Il responsabile di questa operazione criminale – ben 14 i capi d’accusa che gli sono stati contestati – è Argishti Khudaverdyan, ex proprietario di un negozio di telefonia affiliato proprio a T-Mobile, l’operatore che ha per molti anni raggirato e truffato. Khudaverdyan avrebbe sbloccato illegalmente centinaia di migliaia di smartphone, guadagnando illecitamente oltre 25 milioni di dollari. Soldi che avrebbe poi riciclato nel (vano) tentativo di non farsi beccare.
Cosa sono i locked smartphone
Ma per capire questa storia bisogna fare un passo indietro. In Italia il concetto di ‘smartphone bloccato’ non ha mai preso particolarmente piede, nonostante qualche tentativo. Banalmente perché la stragrande maggioranza dei consumatori preferisce acquistare gli smartphone dai negozi di elettronica o online.
Negli USA le cose funzionano un po’ diversamente: acquistare gli smartphone in bundle con un’offerta telefonica degli operatori è molto comune. Gli americani spesso pagano decine di dollari al mese per avere assieme uno smartphone e un piano che offre traffico internet e minuti per telefonare. Succede anche in Italia, ma la differenza è che in America gli smartphone presi in questo modo possono essere utilizzati esclusivamente con una SIM venduta da quello specifico operatore. Così se si acquista un iPhone con T-Mobile, lo smartphone non potrà essere utilizzato con una SIM della Verizon e via dicendo. In gergo si parla di Locked phones.
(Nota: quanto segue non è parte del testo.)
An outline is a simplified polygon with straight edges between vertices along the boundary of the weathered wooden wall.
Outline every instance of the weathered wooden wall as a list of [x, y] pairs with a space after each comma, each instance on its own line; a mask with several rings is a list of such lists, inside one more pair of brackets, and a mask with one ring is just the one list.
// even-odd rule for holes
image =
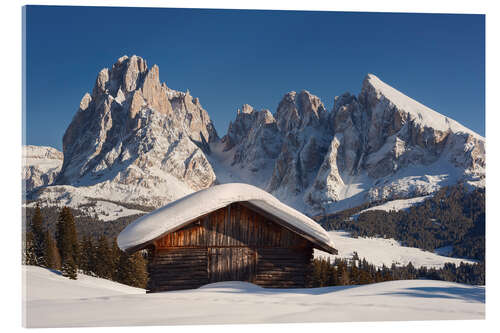
[[150, 291], [239, 280], [304, 287], [312, 244], [247, 206], [234, 203], [157, 239]]

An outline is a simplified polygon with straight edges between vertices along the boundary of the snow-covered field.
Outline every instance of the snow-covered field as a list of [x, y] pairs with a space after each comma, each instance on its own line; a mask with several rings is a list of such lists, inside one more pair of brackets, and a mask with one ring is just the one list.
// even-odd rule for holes
[[416, 198], [410, 198], [410, 199], [392, 200], [392, 201], [385, 202], [385, 203], [378, 205], [378, 206], [373, 206], [373, 207], [370, 207], [367, 209], [363, 209], [362, 211], [360, 211], [356, 215], [359, 216], [359, 214], [361, 214], [361, 213], [369, 212], [372, 210], [383, 210], [386, 212], [406, 210], [406, 209], [410, 208], [411, 206], [414, 206], [416, 204], [424, 202], [425, 200], [429, 199], [430, 197], [431, 197], [430, 195], [426, 195], [423, 197], [416, 197]]
[[484, 287], [412, 280], [315, 289], [221, 282], [145, 294], [79, 275], [23, 267], [28, 327], [484, 319]]
[[[473, 263], [472, 260], [451, 258], [437, 253], [423, 251], [415, 247], [401, 246], [398, 241], [388, 238], [353, 238], [345, 231], [328, 231], [334, 247], [339, 251], [338, 255], [331, 255], [323, 251], [314, 250], [315, 257], [340, 257], [351, 258], [354, 252], [359, 258], [365, 258], [369, 263], [381, 267], [396, 265], [407, 265], [409, 262], [415, 267], [426, 266], [428, 268], [442, 267], [451, 262], [460, 265], [460, 262]], [[440, 253], [444, 253], [441, 251]]]

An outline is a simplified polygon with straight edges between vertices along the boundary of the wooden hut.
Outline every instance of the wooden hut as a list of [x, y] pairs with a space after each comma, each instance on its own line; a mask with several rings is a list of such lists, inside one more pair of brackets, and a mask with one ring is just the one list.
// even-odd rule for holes
[[336, 254], [315, 221], [247, 184], [217, 185], [131, 223], [118, 246], [149, 253], [148, 292], [248, 281], [270, 288], [308, 284], [313, 249]]

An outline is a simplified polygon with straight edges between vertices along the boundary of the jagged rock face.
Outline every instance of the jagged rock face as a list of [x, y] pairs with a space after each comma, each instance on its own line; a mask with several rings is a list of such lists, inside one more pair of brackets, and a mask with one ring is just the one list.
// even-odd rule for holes
[[52, 184], [61, 170], [63, 153], [52, 147], [23, 146], [22, 180], [25, 192]]
[[283, 145], [269, 191], [295, 195], [307, 188], [331, 140], [326, 117], [323, 103], [308, 91], [298, 95], [291, 92], [283, 97], [276, 111]]
[[[158, 66], [148, 69], [142, 58], [124, 56], [111, 70], [103, 69], [92, 94], [82, 98], [63, 137], [57, 184], [107, 182], [153, 190], [173, 176], [188, 189], [200, 190], [215, 181], [205, 156], [215, 140], [217, 133], [197, 98], [161, 83]], [[161, 202], [162, 194], [156, 196]]]
[[[255, 111], [243, 110], [223, 139], [232, 165], [242, 169], [251, 163], [242, 158], [246, 152], [253, 157], [262, 150], [253, 144], [261, 128]], [[275, 139], [268, 142], [279, 153], [265, 155], [274, 167], [261, 186], [311, 214], [425, 195], [457, 182], [484, 186], [484, 138], [373, 75], [358, 96], [336, 97], [331, 112], [306, 91], [290, 92], [275, 119]]]
[[[254, 110], [248, 104], [238, 110], [236, 120], [229, 124], [222, 138], [224, 151], [234, 149], [233, 166], [245, 166], [251, 173], [272, 168], [281, 149], [276, 120], [269, 110]], [[255, 175], [258, 177], [258, 175]]]
[[482, 137], [373, 75], [364, 80], [357, 98], [336, 99], [331, 118], [337, 142], [306, 196], [317, 209], [345, 199], [341, 193], [349, 190], [346, 180], [363, 176], [364, 201], [419, 196], [448, 183], [484, 181]]
[[[287, 93], [276, 115], [249, 105], [238, 110], [222, 139], [231, 166], [249, 171], [250, 181], [281, 196], [301, 193], [314, 179], [328, 150], [328, 112], [307, 91]], [[267, 175], [267, 176], [266, 176]]]

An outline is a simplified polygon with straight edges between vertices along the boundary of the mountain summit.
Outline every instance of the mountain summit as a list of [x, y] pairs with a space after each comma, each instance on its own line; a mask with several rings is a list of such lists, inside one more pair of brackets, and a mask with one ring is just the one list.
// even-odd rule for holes
[[205, 154], [216, 140], [197, 98], [160, 82], [158, 66], [123, 56], [83, 96], [64, 133], [55, 183], [158, 206], [214, 183]]
[[484, 144], [372, 74], [357, 96], [335, 97], [331, 110], [305, 90], [286, 93], [274, 114], [245, 104], [219, 139], [197, 98], [167, 87], [158, 66], [123, 56], [83, 96], [55, 182], [54, 169], [33, 182], [40, 186], [31, 198], [158, 207], [238, 181], [314, 215], [456, 183], [484, 186]]

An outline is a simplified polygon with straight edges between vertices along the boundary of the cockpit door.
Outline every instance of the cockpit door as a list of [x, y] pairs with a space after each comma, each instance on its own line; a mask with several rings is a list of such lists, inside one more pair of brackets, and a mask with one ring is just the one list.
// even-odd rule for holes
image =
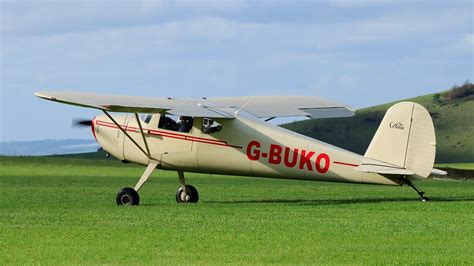
[[[170, 154], [170, 153], [181, 153], [190, 152], [193, 149], [194, 140], [194, 127], [191, 126], [189, 132], [180, 132], [179, 121], [175, 117], [156, 115], [156, 120], [153, 120], [153, 124], [150, 124], [148, 136], [152, 139], [151, 147], [152, 154]], [[160, 120], [167, 120], [168, 126], [163, 126]], [[176, 125], [169, 125], [173, 120]], [[163, 121], [162, 121], [163, 122]], [[161, 127], [161, 128], [160, 128]]]
[[[164, 117], [171, 118], [169, 116]], [[193, 134], [196, 129], [192, 126], [189, 132], [179, 132], [177, 131], [178, 127], [160, 128], [158, 125], [164, 117], [160, 114], [153, 114], [151, 119], [140, 119], [151, 156], [162, 161], [163, 168], [169, 168], [166, 167], [167, 165], [175, 165], [176, 167], [196, 165], [195, 156], [192, 154]], [[146, 123], [147, 120], [148, 123]], [[175, 122], [178, 123], [179, 121]], [[143, 137], [133, 116], [127, 120], [127, 132], [132, 132], [134, 140], [144, 147]], [[124, 156], [127, 160], [135, 162], [148, 160], [143, 152], [136, 148], [128, 138], [124, 140]]]

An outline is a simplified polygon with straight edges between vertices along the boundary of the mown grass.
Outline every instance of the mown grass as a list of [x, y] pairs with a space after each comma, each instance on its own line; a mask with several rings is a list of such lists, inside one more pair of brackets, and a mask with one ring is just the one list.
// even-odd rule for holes
[[187, 174], [178, 205], [157, 172], [141, 206], [117, 207], [143, 167], [0, 157], [0, 264], [472, 264], [474, 182], [408, 187]]

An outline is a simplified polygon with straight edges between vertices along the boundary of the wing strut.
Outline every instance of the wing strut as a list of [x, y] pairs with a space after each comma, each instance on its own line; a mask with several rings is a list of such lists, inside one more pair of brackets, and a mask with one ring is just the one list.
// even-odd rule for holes
[[148, 158], [151, 158], [150, 149], [148, 148], [148, 142], [146, 142], [145, 133], [143, 132], [142, 123], [140, 122], [140, 118], [138, 117], [137, 113], [135, 113], [135, 119], [137, 120], [138, 127], [140, 128], [140, 133], [142, 134], [143, 143], [145, 143], [147, 156], [148, 156]]
[[[153, 158], [151, 158], [150, 150], [148, 149], [148, 144], [147, 144], [147, 142], [146, 142], [146, 140], [145, 140], [145, 134], [143, 133], [143, 129], [142, 129], [142, 126], [141, 126], [140, 122], [138, 122], [138, 125], [139, 125], [139, 127], [140, 127], [140, 132], [142, 133], [143, 140], [145, 141], [145, 146], [146, 146], [147, 151], [145, 151], [145, 150], [127, 133], [127, 131], [126, 131], [122, 126], [120, 126], [119, 123], [117, 123], [117, 121], [115, 121], [115, 119], [114, 119], [107, 111], [105, 111], [105, 110], [102, 110], [102, 111], [105, 113], [105, 115], [106, 115], [110, 120], [112, 120], [112, 122], [114, 122], [114, 124], [123, 132], [123, 134], [125, 134], [125, 136], [127, 136], [127, 138], [128, 138], [131, 142], [133, 142], [133, 144], [135, 144], [135, 146], [136, 146], [138, 149], [140, 149], [140, 151], [143, 152], [143, 154], [145, 154], [146, 157], [148, 157], [148, 159], [153, 159]], [[136, 115], [137, 121], [139, 121], [138, 115], [137, 115], [136, 113], [135, 113], [135, 115]]]

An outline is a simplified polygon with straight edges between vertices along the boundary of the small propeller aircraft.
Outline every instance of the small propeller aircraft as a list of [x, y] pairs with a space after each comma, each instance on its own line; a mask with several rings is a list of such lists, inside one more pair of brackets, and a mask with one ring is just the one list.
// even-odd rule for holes
[[[268, 123], [276, 117], [350, 117], [354, 111], [316, 97], [148, 98], [74, 92], [37, 97], [104, 114], [90, 125], [94, 138], [119, 160], [147, 166], [134, 188], [121, 189], [118, 205], [139, 205], [138, 191], [152, 172], [177, 171], [178, 203], [198, 202], [184, 173], [212, 173], [313, 181], [408, 185], [433, 169], [436, 138], [428, 111], [413, 102], [393, 105], [364, 156]], [[127, 113], [111, 115], [111, 112]], [[143, 115], [147, 114], [147, 115]], [[179, 121], [173, 119], [179, 117]]]

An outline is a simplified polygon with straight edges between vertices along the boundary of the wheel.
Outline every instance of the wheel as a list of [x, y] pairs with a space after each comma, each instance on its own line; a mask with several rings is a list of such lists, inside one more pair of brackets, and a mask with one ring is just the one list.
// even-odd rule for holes
[[199, 193], [197, 189], [191, 185], [186, 185], [186, 196], [184, 195], [183, 187], [179, 187], [176, 191], [177, 203], [196, 203], [199, 200]]
[[421, 197], [421, 201], [422, 202], [427, 202], [427, 201], [431, 201], [431, 199], [428, 198], [428, 197]]
[[115, 200], [119, 206], [140, 204], [140, 197], [138, 196], [138, 193], [135, 191], [135, 189], [130, 187], [122, 188], [117, 193]]

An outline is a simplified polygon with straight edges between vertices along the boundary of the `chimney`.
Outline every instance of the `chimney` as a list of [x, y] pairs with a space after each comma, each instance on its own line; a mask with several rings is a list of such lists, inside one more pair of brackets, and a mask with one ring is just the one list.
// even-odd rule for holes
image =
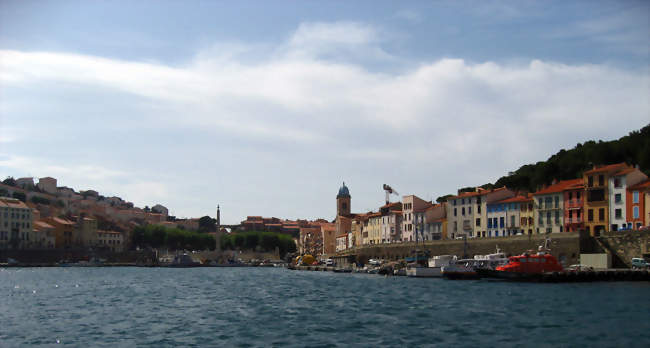
[[551, 185], [557, 184], [557, 179], [553, 178], [553, 181], [551, 181]]

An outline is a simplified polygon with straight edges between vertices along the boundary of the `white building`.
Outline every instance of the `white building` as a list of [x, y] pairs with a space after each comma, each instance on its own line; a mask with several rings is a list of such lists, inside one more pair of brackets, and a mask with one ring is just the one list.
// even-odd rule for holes
[[169, 209], [167, 209], [164, 205], [161, 204], [156, 204], [153, 207], [151, 207], [151, 211], [154, 213], [162, 214], [165, 219], [167, 219], [167, 216], [169, 216]]
[[30, 189], [34, 187], [34, 178], [18, 178], [16, 179], [16, 186], [22, 189]]
[[432, 205], [415, 195], [402, 197], [402, 241], [423, 240], [425, 213]]
[[[638, 168], [629, 167], [613, 174], [608, 180], [609, 190], [609, 228], [610, 231], [627, 229], [626, 202], [627, 188], [634, 186], [648, 177]], [[630, 226], [632, 228], [632, 226]]]
[[124, 236], [120, 232], [97, 230], [97, 245], [111, 251], [124, 251]]

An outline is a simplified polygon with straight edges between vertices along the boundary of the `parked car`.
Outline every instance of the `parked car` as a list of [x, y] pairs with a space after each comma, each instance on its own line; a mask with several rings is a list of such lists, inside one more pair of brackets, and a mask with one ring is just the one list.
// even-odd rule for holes
[[325, 266], [334, 266], [334, 260], [332, 259], [325, 260]]
[[648, 261], [646, 261], [646, 260], [644, 260], [644, 259], [642, 259], [640, 257], [632, 258], [632, 268], [635, 268], [635, 269], [637, 269], [637, 268], [648, 268], [648, 266], [650, 266]]

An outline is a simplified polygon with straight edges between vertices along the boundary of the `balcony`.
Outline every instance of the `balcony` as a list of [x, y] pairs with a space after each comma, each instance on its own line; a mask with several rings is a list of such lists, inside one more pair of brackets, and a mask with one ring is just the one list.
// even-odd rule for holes
[[464, 231], [469, 231], [472, 229], [472, 224], [470, 223], [469, 220], [463, 221], [463, 230]]

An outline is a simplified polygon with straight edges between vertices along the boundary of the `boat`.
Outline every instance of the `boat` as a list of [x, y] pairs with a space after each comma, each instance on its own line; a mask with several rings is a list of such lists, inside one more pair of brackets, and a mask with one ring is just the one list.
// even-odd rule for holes
[[442, 267], [449, 266], [455, 260], [455, 255], [438, 255], [429, 259], [428, 267], [420, 263], [410, 263], [406, 266], [406, 275], [409, 277], [442, 277]]
[[187, 267], [200, 267], [201, 263], [194, 261], [187, 253], [182, 253], [174, 256], [174, 260], [167, 265], [167, 267], [187, 268]]
[[440, 271], [446, 279], [479, 279], [476, 262], [475, 259], [452, 261], [448, 266], [442, 266]]
[[497, 246], [496, 253], [487, 255], [474, 255], [474, 269], [495, 270], [499, 266], [506, 265], [509, 258]]
[[507, 264], [498, 266], [494, 270], [480, 269], [477, 271], [482, 277], [538, 280], [545, 273], [562, 272], [563, 268], [555, 256], [549, 253], [548, 249], [540, 246], [536, 254], [531, 251], [524, 252], [521, 255], [511, 256]]

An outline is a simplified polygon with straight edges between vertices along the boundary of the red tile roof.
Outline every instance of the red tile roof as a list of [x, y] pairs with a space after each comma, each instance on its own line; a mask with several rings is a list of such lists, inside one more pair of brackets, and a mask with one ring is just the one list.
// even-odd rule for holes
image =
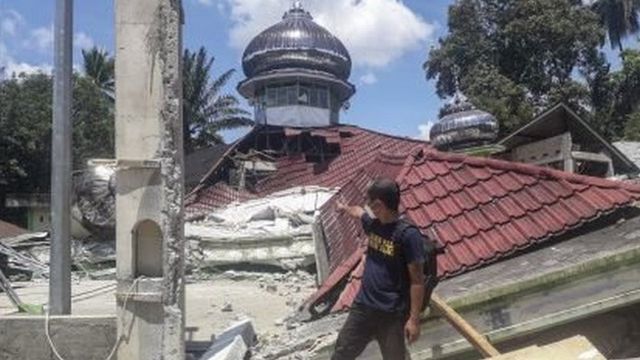
[[[292, 150], [292, 144], [302, 142], [313, 146]], [[231, 154], [256, 147], [262, 151], [269, 143], [282, 149], [276, 155], [276, 171], [251, 192], [228, 186], [221, 174], [229, 168]], [[327, 151], [314, 152], [316, 145]], [[400, 210], [443, 247], [438, 264], [441, 277], [495, 262], [640, 201], [638, 185], [441, 153], [422, 141], [339, 125], [254, 129], [209, 171], [189, 195], [187, 209], [189, 213], [208, 211], [294, 186], [341, 187], [320, 215], [331, 275], [309, 301], [314, 304], [335, 294], [347, 280], [334, 306], [337, 310], [349, 306], [359, 289], [361, 268], [357, 266], [365, 237], [357, 221], [337, 215], [335, 201], [361, 202], [367, 183], [380, 175], [398, 181]]]
[[[294, 186], [317, 185], [324, 187], [340, 187], [346, 184], [363, 167], [371, 163], [381, 152], [408, 154], [417, 147], [428, 146], [424, 141], [397, 137], [362, 129], [350, 125], [335, 125], [326, 128], [279, 128], [276, 131], [280, 141], [295, 142], [303, 136], [323, 139], [327, 144], [335, 145], [338, 153], [328, 156], [324, 162], [308, 161], [307, 152], [297, 152], [277, 159], [277, 171], [257, 184], [253, 193], [238, 192], [230, 187], [208, 185], [210, 179], [203, 179], [187, 198], [187, 211], [190, 213], [212, 209], [226, 205], [243, 197], [263, 196], [285, 190]], [[242, 140], [236, 142], [227, 151], [227, 156], [235, 151], [246, 151], [254, 146], [261, 135], [256, 128]], [[221, 161], [218, 168], [225, 166]], [[209, 172], [209, 177], [216, 174], [216, 169]]]
[[[387, 169], [401, 190], [401, 212], [444, 249], [438, 273], [451, 277], [542, 243], [603, 214], [640, 201], [640, 186], [624, 182], [422, 149], [381, 156], [335, 198], [361, 203], [366, 182]], [[322, 209], [333, 273], [313, 304], [347, 279], [333, 310], [351, 305], [360, 287], [364, 234], [357, 222]], [[355, 270], [354, 270], [355, 268]]]
[[17, 225], [0, 220], [0, 239], [27, 234], [29, 231]]
[[200, 191], [197, 201], [192, 200], [192, 202], [189, 203], [187, 200], [187, 218], [235, 201], [242, 202], [254, 198], [256, 198], [256, 195], [248, 191], [239, 191], [222, 181], [217, 182]]

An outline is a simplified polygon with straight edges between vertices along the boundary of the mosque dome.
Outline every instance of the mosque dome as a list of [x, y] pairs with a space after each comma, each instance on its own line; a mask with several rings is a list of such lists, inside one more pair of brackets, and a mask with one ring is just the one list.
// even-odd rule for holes
[[498, 121], [477, 109], [462, 94], [443, 108], [440, 120], [431, 127], [430, 139], [438, 150], [460, 150], [487, 145], [498, 137]]
[[296, 69], [324, 72], [346, 81], [351, 57], [344, 44], [296, 2], [282, 21], [251, 40], [242, 56], [242, 69], [247, 78]]

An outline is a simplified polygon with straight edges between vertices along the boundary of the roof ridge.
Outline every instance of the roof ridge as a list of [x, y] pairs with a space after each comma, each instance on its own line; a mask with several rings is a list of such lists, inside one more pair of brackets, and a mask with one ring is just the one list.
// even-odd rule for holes
[[369, 128], [365, 128], [365, 127], [361, 127], [361, 126], [353, 125], [353, 124], [336, 124], [336, 125], [332, 125], [332, 126], [329, 126], [329, 127], [352, 127], [352, 128], [358, 129], [358, 130], [366, 131], [366, 132], [371, 133], [371, 134], [384, 136], [384, 137], [390, 138], [390, 139], [405, 140], [405, 141], [410, 141], [410, 142], [417, 143], [417, 144], [431, 146], [431, 143], [429, 141], [427, 141], [427, 140], [415, 139], [415, 138], [411, 138], [411, 137], [408, 137], [408, 136], [387, 134], [387, 133], [384, 133], [384, 132], [381, 132], [381, 131], [378, 131], [378, 130], [373, 130], [373, 129], [369, 129]]
[[[470, 156], [466, 154], [452, 154], [438, 151], [432, 148], [420, 149], [423, 151], [426, 158], [433, 157], [442, 161], [463, 162], [472, 166], [491, 166], [500, 170], [516, 171], [535, 177], [552, 177], [559, 180], [565, 180], [569, 182], [577, 182], [603, 188], [617, 188], [630, 190], [633, 192], [640, 192], [640, 185], [631, 184], [623, 181], [615, 181], [609, 179], [602, 179], [594, 176], [573, 174], [561, 170], [555, 170], [545, 168], [538, 165], [519, 163], [507, 160], [499, 160], [492, 158], [485, 158], [479, 156]], [[417, 153], [416, 153], [417, 154]]]

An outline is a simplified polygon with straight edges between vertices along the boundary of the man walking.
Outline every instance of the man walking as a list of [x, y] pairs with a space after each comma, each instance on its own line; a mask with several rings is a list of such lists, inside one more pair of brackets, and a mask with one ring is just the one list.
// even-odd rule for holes
[[369, 237], [362, 287], [338, 335], [333, 360], [355, 359], [376, 340], [385, 360], [405, 359], [408, 343], [420, 336], [420, 312], [425, 295], [425, 247], [415, 227], [398, 218], [400, 190], [395, 181], [380, 178], [367, 190], [367, 207], [338, 203], [338, 209], [358, 218]]

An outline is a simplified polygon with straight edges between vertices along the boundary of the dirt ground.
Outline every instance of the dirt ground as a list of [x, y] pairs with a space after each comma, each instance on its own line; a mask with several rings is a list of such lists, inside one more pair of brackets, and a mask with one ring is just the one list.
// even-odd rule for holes
[[[20, 299], [27, 304], [46, 304], [48, 282], [15, 282]], [[80, 280], [72, 283], [74, 315], [115, 314], [115, 281]], [[315, 288], [304, 273], [221, 274], [187, 284], [187, 340], [209, 340], [229, 325], [250, 318], [258, 334], [279, 330], [282, 320]], [[15, 314], [9, 299], [0, 293], [0, 316]]]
Truffa a T-Mobile: Khudaverdyan rischia di passare il resto della sua vita in carcere
Grazie a questa soluzione gli operatori possono vendere gli smartphone ad un prezzo iper-conveniente – diverse centinaia di dollari meno del loro prezzo di listino -, perché di fatto così facendo hanno la certezza che il cliente sarà vincolato alle loro offerte per molti anni. Cambiare piano tariffario significherebbe trasformare il proprio smartphone in una mattonella inutilizzabile.
Argishti Khudaverdyan era un piccolo genio della truffa. L’uomo, infatti, sbloccava gli smartphone non tanto grazie a qualche talento informatico nascosto, ma grazie ad una serie di articolate frodi ai danni dei dipendenti e i dirigenti della T-Mobile.
Attraverso alcune email di phishing – ossia spacciandosi per il dipartimento IT dell’operatore -, Khudaverdyan era riuscito a rubare le credenziali d’accesso di oltre 50 dipendenti della T-Mobile. In una occasione Khudaverdyan era riuscito a persuadere il dipartimento IT della T-Mobile ad azzerare tutte le password dei dirigenti dell’azienda. Grazie alle credenziali rubate in questo modo, l’imprenditore riusciva a sbloccare con facilità i telefoni dei suoi clienti, in modo da poterli rivendere liberamente sul mercato nero.
L’udienza è fissata per il 17 ottobre. Se Argishti Khudaverdyan venisse giudicato colpevole per tutti e 14 i capi d’accusa rischierebbe di dover scontare oltre 165 anni di carcere.